6.Shock and Vibration
Expect nickel-metal hydride cells to easily withstand the normal shock and vibration loads experienced by portable electronic equipment in day-to-day handling and shipping. Consult with BOKA regarding applications required operation in more intense shock and vibration environments.
7.Ventilation and Isolation
The primary gas emitted from the nickel-metal hydride cell when subjected to excessive overcharge is hydrogen as opposed to oxygen for the nickel-cadmium cell. Although venting of gas to the outside environment should not occur in a properly designed application, isolation of the battery compartment from other electronics(especially mechanical switches that might generate sparks)and provision of adequate ventilation to the compartment are required to eliminate concerns regarding possible hydrogen ignition.
Isolation of the battery from heat-generating componetry and ventilation around the battery will also reduce thermal stress on the battery and ease design of appropriate charging systems.
8.Termination
Since the exterior of the nickel-metal hydride cell is nearly identical to that of the nickel-cadmium cell, all termination procedures accepted for the nickel-cadmium cell apply equally well to the nickel-metal hydride cell. The recommendation against use of mechanical(pressure)contacts in favor of welded terminations, especially to nickel-metal hydride cells. The prohibition against soldering directly to the cell to prevent heat damage to plastic seal components also applies.
9.Other Selections Considerations
To date, applications for nickel-metal hydride cells have been focused on electronics that have nominal drain rates of 2C or less.
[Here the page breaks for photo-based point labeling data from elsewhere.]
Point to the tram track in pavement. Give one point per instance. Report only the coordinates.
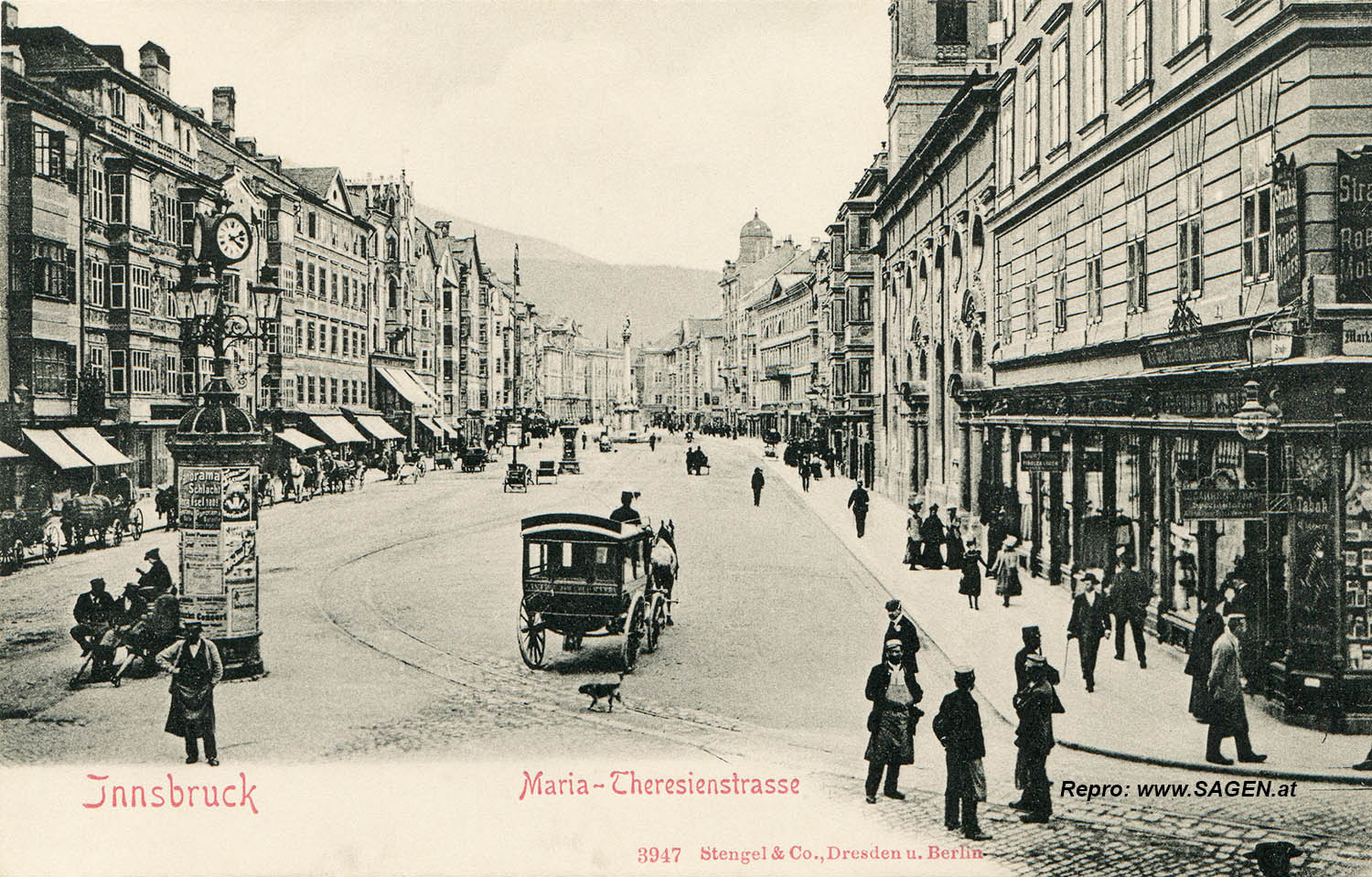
(357, 614)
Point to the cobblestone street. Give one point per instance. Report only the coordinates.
(397, 646)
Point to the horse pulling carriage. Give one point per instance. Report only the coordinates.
(110, 508)
(21, 530)
(590, 577)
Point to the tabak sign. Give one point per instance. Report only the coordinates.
(1287, 252)
(1353, 217)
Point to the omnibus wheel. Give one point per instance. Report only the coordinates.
(532, 637)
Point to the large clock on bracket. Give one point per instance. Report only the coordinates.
(230, 238)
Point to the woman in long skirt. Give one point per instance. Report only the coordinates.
(971, 575)
(1007, 572)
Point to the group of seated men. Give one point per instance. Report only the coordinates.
(145, 619)
(696, 460)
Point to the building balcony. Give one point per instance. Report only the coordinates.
(147, 143)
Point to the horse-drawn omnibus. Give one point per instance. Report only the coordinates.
(587, 577)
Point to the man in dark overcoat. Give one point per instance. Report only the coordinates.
(894, 693)
(903, 630)
(1130, 596)
(156, 581)
(195, 668)
(1089, 621)
(1228, 717)
(958, 728)
(1034, 704)
(858, 501)
(93, 611)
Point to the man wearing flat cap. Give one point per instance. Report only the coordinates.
(1034, 704)
(156, 581)
(195, 668)
(958, 728)
(93, 613)
(1226, 688)
(894, 693)
(626, 512)
(903, 630)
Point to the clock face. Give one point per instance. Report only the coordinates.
(232, 238)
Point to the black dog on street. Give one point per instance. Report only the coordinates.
(609, 690)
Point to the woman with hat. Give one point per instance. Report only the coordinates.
(894, 693)
(913, 528)
(195, 668)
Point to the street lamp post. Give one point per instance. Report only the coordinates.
(217, 449)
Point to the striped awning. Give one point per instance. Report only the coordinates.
(378, 428)
(57, 449)
(93, 446)
(299, 440)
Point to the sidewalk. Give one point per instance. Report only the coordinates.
(1133, 714)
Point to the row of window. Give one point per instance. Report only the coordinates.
(329, 337)
(316, 280)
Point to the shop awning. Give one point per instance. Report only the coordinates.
(57, 449)
(338, 428)
(405, 383)
(299, 440)
(431, 425)
(376, 427)
(93, 446)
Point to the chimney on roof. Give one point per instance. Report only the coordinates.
(221, 112)
(155, 66)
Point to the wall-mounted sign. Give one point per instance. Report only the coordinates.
(1218, 503)
(1357, 337)
(1353, 221)
(1287, 251)
(1043, 460)
(1196, 348)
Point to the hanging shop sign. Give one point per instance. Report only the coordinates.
(1357, 337)
(1043, 462)
(1287, 252)
(1353, 219)
(1218, 503)
(1193, 350)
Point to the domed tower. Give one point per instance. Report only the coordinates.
(754, 241)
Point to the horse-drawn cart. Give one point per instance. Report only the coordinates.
(24, 530)
(587, 577)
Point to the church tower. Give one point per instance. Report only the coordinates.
(754, 241)
(933, 47)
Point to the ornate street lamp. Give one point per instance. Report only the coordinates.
(217, 452)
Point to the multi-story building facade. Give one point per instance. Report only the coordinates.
(787, 353)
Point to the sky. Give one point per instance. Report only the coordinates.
(638, 132)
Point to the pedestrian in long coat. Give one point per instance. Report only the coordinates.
(971, 575)
(1209, 629)
(1228, 717)
(954, 541)
(1089, 622)
(1006, 569)
(913, 552)
(958, 728)
(932, 534)
(858, 501)
(894, 693)
(195, 668)
(1034, 704)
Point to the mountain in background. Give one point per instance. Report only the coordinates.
(598, 295)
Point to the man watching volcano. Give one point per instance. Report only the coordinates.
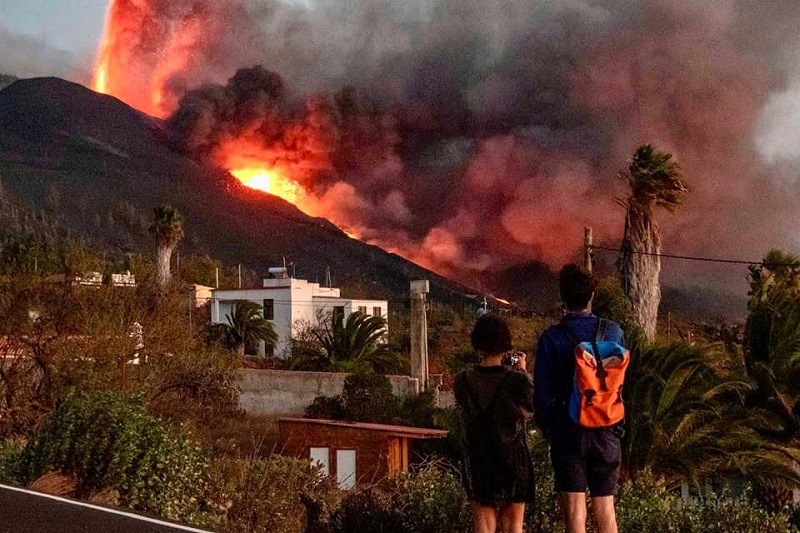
(582, 457)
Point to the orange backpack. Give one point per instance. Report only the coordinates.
(596, 397)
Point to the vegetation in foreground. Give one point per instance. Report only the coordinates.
(711, 413)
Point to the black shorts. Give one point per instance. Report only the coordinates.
(586, 458)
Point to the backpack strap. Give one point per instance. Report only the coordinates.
(599, 335)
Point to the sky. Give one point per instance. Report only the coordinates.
(37, 34)
(508, 103)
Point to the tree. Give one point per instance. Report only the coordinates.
(247, 325)
(772, 355)
(167, 227)
(688, 420)
(357, 343)
(655, 181)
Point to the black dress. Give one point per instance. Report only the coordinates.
(502, 473)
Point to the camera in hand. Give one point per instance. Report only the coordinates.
(512, 359)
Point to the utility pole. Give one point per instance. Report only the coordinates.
(419, 332)
(587, 250)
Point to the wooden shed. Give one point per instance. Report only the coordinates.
(354, 452)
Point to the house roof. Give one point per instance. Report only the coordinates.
(390, 430)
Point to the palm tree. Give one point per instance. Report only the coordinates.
(167, 227)
(688, 420)
(772, 355)
(357, 342)
(247, 325)
(655, 181)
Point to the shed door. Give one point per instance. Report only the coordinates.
(346, 468)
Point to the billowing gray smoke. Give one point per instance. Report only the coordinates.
(502, 125)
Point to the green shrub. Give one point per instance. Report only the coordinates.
(644, 505)
(433, 501)
(368, 511)
(268, 495)
(108, 441)
(327, 407)
(10, 452)
(368, 397)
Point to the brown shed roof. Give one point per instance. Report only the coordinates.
(394, 431)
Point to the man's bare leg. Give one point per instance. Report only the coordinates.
(604, 514)
(484, 518)
(512, 518)
(574, 508)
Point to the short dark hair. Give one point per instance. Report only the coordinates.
(491, 335)
(576, 287)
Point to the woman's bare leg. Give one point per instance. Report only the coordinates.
(484, 518)
(512, 517)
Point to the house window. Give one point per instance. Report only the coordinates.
(269, 309)
(346, 468)
(321, 457)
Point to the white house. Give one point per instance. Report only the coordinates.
(289, 303)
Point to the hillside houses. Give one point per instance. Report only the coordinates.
(291, 303)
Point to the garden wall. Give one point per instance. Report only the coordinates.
(286, 392)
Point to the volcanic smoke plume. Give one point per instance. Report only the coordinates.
(478, 135)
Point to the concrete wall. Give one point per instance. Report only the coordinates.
(285, 392)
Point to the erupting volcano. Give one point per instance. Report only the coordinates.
(469, 137)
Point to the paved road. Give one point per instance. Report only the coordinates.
(23, 511)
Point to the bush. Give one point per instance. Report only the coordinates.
(327, 407)
(273, 495)
(431, 500)
(368, 511)
(10, 452)
(645, 505)
(368, 397)
(108, 441)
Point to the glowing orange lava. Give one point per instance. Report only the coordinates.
(271, 181)
(126, 66)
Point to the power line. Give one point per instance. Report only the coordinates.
(695, 258)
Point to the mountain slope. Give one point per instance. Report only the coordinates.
(102, 166)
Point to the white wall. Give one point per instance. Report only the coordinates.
(296, 302)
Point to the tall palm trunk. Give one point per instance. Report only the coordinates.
(163, 260)
(640, 266)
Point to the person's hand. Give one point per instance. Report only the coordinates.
(520, 361)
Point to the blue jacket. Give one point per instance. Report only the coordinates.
(554, 365)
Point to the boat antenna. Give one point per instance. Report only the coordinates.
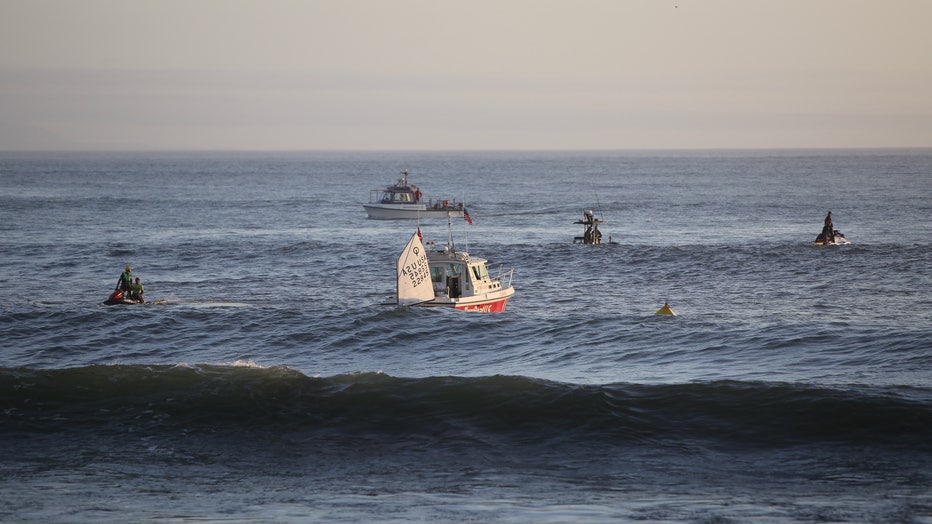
(450, 231)
(599, 206)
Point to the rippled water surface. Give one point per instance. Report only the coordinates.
(272, 382)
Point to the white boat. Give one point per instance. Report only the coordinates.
(404, 201)
(445, 277)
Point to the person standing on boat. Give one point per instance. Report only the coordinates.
(828, 231)
(125, 283)
(136, 290)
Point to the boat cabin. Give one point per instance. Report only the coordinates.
(455, 274)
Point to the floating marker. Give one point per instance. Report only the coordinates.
(665, 310)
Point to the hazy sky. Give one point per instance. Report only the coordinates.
(477, 74)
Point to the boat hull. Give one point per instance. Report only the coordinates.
(486, 303)
(409, 212)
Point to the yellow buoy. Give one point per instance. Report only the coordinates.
(665, 310)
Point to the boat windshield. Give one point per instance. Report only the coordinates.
(480, 272)
(399, 198)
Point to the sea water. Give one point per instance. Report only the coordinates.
(270, 381)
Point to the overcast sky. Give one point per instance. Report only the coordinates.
(477, 74)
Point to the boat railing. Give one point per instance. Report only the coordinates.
(503, 275)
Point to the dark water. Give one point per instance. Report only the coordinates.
(274, 385)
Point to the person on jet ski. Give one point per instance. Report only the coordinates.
(125, 283)
(136, 290)
(828, 231)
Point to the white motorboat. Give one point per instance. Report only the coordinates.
(404, 201)
(445, 277)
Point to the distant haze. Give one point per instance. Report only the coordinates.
(443, 75)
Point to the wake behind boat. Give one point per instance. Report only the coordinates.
(404, 201)
(449, 278)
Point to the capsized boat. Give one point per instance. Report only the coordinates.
(837, 239)
(404, 201)
(591, 234)
(445, 277)
(118, 297)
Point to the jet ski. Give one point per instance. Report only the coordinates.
(838, 239)
(118, 297)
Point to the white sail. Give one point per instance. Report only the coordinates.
(414, 285)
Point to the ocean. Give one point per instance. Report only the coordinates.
(271, 379)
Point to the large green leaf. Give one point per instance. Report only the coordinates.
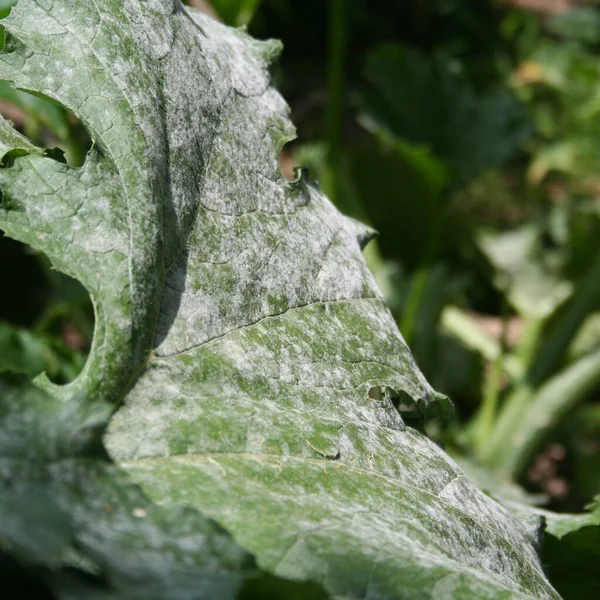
(263, 378)
(89, 532)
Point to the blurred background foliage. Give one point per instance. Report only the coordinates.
(467, 132)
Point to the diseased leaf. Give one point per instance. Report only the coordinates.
(63, 504)
(571, 549)
(263, 378)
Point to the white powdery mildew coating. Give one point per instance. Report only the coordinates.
(268, 329)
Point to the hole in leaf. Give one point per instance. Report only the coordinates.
(287, 162)
(46, 124)
(46, 318)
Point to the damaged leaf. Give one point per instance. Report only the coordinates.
(236, 320)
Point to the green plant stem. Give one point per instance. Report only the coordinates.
(561, 336)
(491, 390)
(336, 85)
(529, 416)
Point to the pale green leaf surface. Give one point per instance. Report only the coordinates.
(238, 309)
(63, 504)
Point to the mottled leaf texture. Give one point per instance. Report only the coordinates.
(75, 518)
(262, 378)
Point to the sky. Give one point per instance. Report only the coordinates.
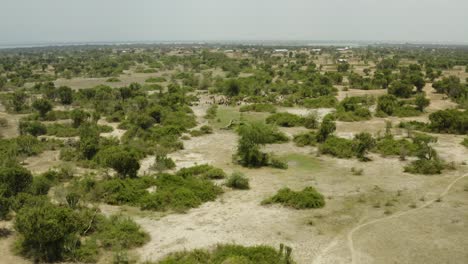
(62, 21)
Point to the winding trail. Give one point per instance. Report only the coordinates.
(354, 256)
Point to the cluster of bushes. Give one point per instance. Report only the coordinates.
(251, 137)
(307, 198)
(354, 108)
(186, 189)
(204, 130)
(269, 108)
(389, 105)
(328, 101)
(223, 254)
(292, 120)
(346, 148)
(238, 180)
(59, 232)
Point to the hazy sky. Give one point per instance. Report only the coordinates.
(33, 21)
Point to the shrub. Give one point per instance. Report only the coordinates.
(258, 108)
(211, 112)
(113, 79)
(327, 127)
(44, 231)
(234, 254)
(179, 193)
(388, 146)
(118, 232)
(465, 142)
(42, 106)
(424, 166)
(305, 139)
(34, 128)
(277, 163)
(13, 180)
(204, 171)
(4, 207)
(338, 147)
(449, 121)
(122, 161)
(311, 121)
(328, 101)
(237, 180)
(307, 198)
(363, 142)
(285, 120)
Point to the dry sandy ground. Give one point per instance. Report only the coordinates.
(238, 216)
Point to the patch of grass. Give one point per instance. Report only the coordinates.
(269, 108)
(113, 79)
(423, 166)
(285, 120)
(155, 79)
(203, 171)
(234, 254)
(305, 139)
(338, 147)
(237, 180)
(307, 198)
(302, 162)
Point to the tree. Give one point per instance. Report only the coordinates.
(34, 128)
(124, 163)
(78, 116)
(65, 94)
(343, 67)
(89, 140)
(387, 104)
(43, 106)
(421, 102)
(327, 127)
(233, 88)
(418, 81)
(13, 180)
(401, 89)
(45, 230)
(18, 100)
(362, 143)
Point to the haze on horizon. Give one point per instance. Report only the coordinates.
(59, 21)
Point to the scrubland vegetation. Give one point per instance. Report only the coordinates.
(168, 132)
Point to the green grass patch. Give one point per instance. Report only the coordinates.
(307, 198)
(234, 254)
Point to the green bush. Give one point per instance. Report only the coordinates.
(238, 180)
(338, 147)
(328, 101)
(211, 112)
(285, 120)
(232, 254)
(269, 108)
(118, 232)
(465, 142)
(44, 231)
(13, 180)
(203, 171)
(307, 198)
(424, 166)
(388, 146)
(277, 163)
(34, 128)
(155, 79)
(179, 193)
(305, 139)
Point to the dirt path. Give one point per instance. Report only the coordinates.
(354, 254)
As a result, cell internal current-carrying components such as tabs and current collectors have not been designed for high currents such as found in portable tools and appliances. Although there appear to be no intrinsic constraints on discharge rates imposed by cell chemistry, existing cell designs are for applications with maximum currents of less than 4C.
Electrochemical Processes
1.Cell Fundamentals
BOKA nickel-metal hydride cell chemistry is a hybrid of the proven positive electrode chemistry of the sealed nickel-cadmium cell with the energy storage features of metal alloys developed for advanced hydrogen energy storage concepts. This heritage in a positive-limited cell design results in batteries providing enhanced capacities while retaining the well-characterized electrical and physical design features of the sealed nickel-cadmium cell design.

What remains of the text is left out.